Solana, a cryptocurrency recently dubbed the Ethereum killer, used in NFT technology and for creating decentralised apps (dapps), has been hit by a lawsuit. The lawsuit is a class-action-based one. It means the company has been accused of using malpractices in business and not thinking about its investors or corporate social responsibility.
The case was filed on July 1 in a court in California, America. Mark Young has accused Solana of not being a decentralised company. The company’s insiders held more than 48% of the total supply as of May 2021. The company has made misleading statements about its native token SOL.
The company has also failed to burn the amount disclosed to the investors.
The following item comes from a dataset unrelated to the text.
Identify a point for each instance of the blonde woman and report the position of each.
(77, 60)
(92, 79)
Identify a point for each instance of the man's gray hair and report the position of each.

They only burned 3.3 million Sol and sent approximately 11.3 million Sol to a market maker in April 2020. The company spent large sums of money to promote Solana so that SOL’s private holders would sell and gain an absurd profit when the price surged.
Many people have also come from Solana’s side to support it. One of the supporters is Kule Sumani, the CEO of Multicoin Capital, a private VC firm.
The bear case for Solana is concentrated around two arguments:
1) Solana is currently not decentralized and may never decentralize enough in the future
2) Despite its progress, the Solana ecosystem is very immature and faces a steep uphill battle vs Ethereum
— Daniel Cheung (@HighCoinviction) August 16, 2021
More insights into the Solana case
It is implied that Solana has all the characteristics of a centralised company. It has also sold securities. This move was dependent on a single factor, being whether Solana could create a network or not. It did make a network, and the defendants in the case personally profited.
If Solana loses the case, there is a chance it will be delisted from significant crypto exchanges like Ripple (XRP). Ripple was found guilty in an SEC lawsuit, and many exchanges like Kraken and Coinbase delisted it.